Before
tackling the costs and benefits of PhilHealth, here is an important situationer
on healthcare in the Philippines in 2009, the latest available data.
Source: National
Epidemiology Center, Department of Health; The 2009 Health Statistics
In red are non-infectious or non-communicable diseases (NCDs).
Diseases of the heart or
cardiopathy include coronary heart disease, cardiovascular disease, heart failure,
hypertensive heart disease, cardiomyopathy, and so on. Vascular diseases or
more commonly called as “stroke” refer to brain dysfunction related to diseases
of the blood vessels supplying the brain. Main cause is hypertension. Cancers,
there are probably 200+ different types of cancer.
In terms of the main causes of morbidity, NCDs
do not figure much, except hypertension. Infectious and communicable diseases
are the top causes.
Despite these, the average lifespan of
Filipinos is rising, 67 years and 73 years for male and female, respectively,
or average of 70 years for both sexes. This is lower than the Asian average but
higher than the global average.
Table 2. Selected Health Indicators, 2010
Source:
WHO, http://www.who.int/gho/countries/phl.pdf
The cost
of PhilHealth.
The budget
of the Department of Health has shown huge increases recently. From only P18.91
B in 2008 to P31.83 B in 2011, then P42.08 B in 2012 and P53.06 B this year. The big rise in recent years is due to
increased premium payment for the DOH sponsored program for PhilHealth
membership, some 5.2 million households were newly enrolled in PhilHealth. The DOH budget is from taxes and other government
revenues plus borrowings.
PhilHealth
spending does not come from taxes or borrowings. It comes from mandatory
contributions of those in the formal sector, government and private, from
individually-paying self-employed people, and from the DOH and LGUs who sponsor
the annual premum of several million poor households.
LGUs also
have their own healthcare programs for their poor residents, like having their
own city or provincial hospitals, barangay/municipal/city health centers, and
LGU payment and enrollment of some 5 million poor households to PhilHealth,
meaning the LGUs paid for their annual premium. And other government agencies
also provide free or cheap healthcare to the poor, like the Philippine General
Hospital (PGH), AFP hospital, PNP hospital, and so on.
Mandatory
contributions to PhilHealth are:
1. Formal/employed,
from 2.5 to 3.0 percent of monthly salary
2.
Sponsored program and informal non-poor, from P1,200 to P2,400 per year
3. OFWs,
from P900 to P1,200 per year
4.
Lifetime members/retired, none.
Benefits
of PhilHealth.
People who
get hospitalized due to serious diseases will worry less when the hospital bill
comes. PhilHealth will pay for various services such as physicians’ fee,
laboratory and diagnostic tests fee, hospital room fee, surgery if any,
medicines, and so on.
Traditionally,
PhilHealth covers only patients who are confined in accredited hospitals for at
least 24 hours. Meaning if the patient
stays in the emergency room for 23 hours or less and go home afterwards, the
corporation will not pay for any of the bill.
Recently,
PhilHealth also pays for outpatient services for poor members through the
primary care benefit (PCB) package.
In a
presentation last April 10, 2013 at the MeTA Philippines forum held at the
Asian Institute of Management, PhilHealth officials led by Dr. Riza Herrera and
Dr. Liezel Lagrada discussed an update about the corporation’s packages 1 and 2.
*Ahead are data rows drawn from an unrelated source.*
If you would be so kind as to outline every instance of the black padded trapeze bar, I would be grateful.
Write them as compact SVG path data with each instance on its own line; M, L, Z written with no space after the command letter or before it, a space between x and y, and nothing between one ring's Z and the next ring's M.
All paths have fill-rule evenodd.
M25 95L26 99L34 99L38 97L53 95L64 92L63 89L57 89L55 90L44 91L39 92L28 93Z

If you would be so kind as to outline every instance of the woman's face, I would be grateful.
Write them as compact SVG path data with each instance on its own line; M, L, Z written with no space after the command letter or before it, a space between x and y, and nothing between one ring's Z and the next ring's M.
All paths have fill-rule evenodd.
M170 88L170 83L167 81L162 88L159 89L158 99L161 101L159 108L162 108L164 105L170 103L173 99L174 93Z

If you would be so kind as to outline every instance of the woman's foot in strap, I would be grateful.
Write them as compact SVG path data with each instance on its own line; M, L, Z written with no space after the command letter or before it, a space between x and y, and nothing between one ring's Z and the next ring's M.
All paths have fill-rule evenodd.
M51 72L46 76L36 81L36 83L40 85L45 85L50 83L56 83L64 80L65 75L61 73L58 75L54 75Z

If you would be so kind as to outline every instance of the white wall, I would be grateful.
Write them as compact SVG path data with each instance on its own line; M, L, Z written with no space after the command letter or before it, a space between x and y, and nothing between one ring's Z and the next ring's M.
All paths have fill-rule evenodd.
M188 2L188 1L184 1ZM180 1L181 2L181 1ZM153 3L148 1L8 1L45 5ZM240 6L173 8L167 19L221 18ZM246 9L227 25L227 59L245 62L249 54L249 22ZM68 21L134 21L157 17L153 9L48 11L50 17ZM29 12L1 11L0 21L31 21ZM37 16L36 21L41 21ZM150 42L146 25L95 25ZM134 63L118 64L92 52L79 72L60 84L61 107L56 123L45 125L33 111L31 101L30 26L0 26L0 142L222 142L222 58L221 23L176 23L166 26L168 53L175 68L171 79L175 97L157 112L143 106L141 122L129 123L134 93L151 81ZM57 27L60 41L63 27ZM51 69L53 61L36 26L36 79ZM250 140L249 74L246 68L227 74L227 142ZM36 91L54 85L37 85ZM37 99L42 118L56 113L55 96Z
Among the striking facts in their presentation was the big jump in claims for four
major NCDs from 2002 to 2012. Claims for hypertension rose from 50,000+ to around
220,000; cancer-related claims rose also from 50,000+ to around 210,000; and
heart diseases, from about 25,000 to around 110,000.
Figure 1. PhilHealth claims for four
NCDs.
The above
chart confirms the prevalence of NCDs as leading causes of death in the country,
also worldwide.
In terms
of actual payment for the same period, hypertension rose from P0.5 billion to
around P3.6 billion; cancers rose from around P0.3 billion to around P1.8
billion.
Figure 2. Payment for Claims for four
NCDs.
The plan
of PhilHealth and the DOH, with signals from the UN and WHO, is to control
NCDs.
The
exchanges that followed the presentation were very lively and spontaneous as
the audience came from various backgrounds – drugstore owners, drug
manufacturers, academe, NGOs, health professional associations, DOH, PhilHealth
and so on. Most of the questions, comments and suggestions, explicitly or
implicitly, were directed at how PhilHealth should further consolidate and
centralize more healthcare delivery.
And this
is where I do not agree. People should not expect too much from PhilHealth.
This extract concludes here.